单秋从临沂手中拿过伞打开,跟上宋昭元道:“小姐,你不必担心他,临沂在,他不会有事。”
宋昭元望向她笑道:“你怎知我在想这个?”
单秋踢开雪地上绊脚的树枝,道:“我和小姐一直呆在一起,怎么会不理解你的想法。”
宋昭元想起六岁那年她以为单秋死了的事,那时的心情,一想起就无助的厉害,她握住单秋的手,笑道:“去镇上时,有你想买的物件吗?”
单秋认真思考了下,眼睛一亮:“有,不过暂时不能要你知道,等上了镇上,小姐你去给卫长策买生辰礼时,我……”
话还未说完,似乎看到什么,戛然而止。
自宋昭元和单秋相遇一来,她还是第一次从单秋脸色看到称得上狰狞二字的表情。
顺着她的目光看去,宋昭元只见一长相娇俏的青衣女子身边跟着一个应该是侍女的角色,为她撑着伞走来。

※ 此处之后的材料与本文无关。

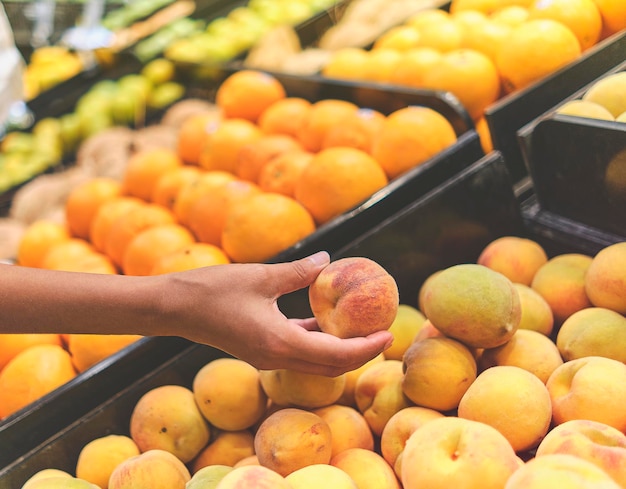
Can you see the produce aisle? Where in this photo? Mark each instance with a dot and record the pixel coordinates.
(472, 153)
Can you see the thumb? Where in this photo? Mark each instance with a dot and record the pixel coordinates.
(301, 273)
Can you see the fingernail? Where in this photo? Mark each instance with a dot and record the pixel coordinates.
(320, 258)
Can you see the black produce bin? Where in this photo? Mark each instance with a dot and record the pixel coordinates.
(451, 224)
(578, 167)
(509, 114)
(27, 428)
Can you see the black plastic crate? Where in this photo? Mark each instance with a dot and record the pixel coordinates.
(33, 424)
(451, 224)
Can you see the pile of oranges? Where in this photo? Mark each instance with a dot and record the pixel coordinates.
(249, 178)
(482, 50)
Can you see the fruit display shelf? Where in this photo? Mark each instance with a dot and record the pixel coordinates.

正当宋昭元打算细看时,单秋拉着她的手朝其他方向走去:“我们换条路走。”
“小姐!”
身后传来惊呼声,下一刻,宋昭元的手被抓住了。
“宋昭元!”
女子气喘吁吁,身后的侍女拿着伞急急忙忙跑过来:“小姐,这还下着雪……”
那侍女一看到宋昭元就愣住了。
“那就让它下,撑着伞碍事。”
女子不耐烦地甩开侍女的手,注意到一边的单秋,笑了:“好久不见啊,单秋。”
单秋手握伞柄,隔开她的手,挡在宋昭元面前,冷冷道:“我可不认识你。”随后转头对宋昭元道:“小姐,你先去镇上,我稍后再来。”
宋昭元见单秋面色如此冷,瞥了眼绿衣女子,点头应道:“好。”
见宋昭元要走,女子面色不愉,冷道:“宋昭元,旧友重逢,你就没什么想和我说的吗?”
单秋道:“你还敢说!”
宋昭元停下脚步。
单秋握紧剑柄,担忧道:“小姐……”
宋昭元转身,安抚性地朝单秋笑笑,随后看向女子,无奈笑道:“姑娘,十分抱歉,我并不认识你。”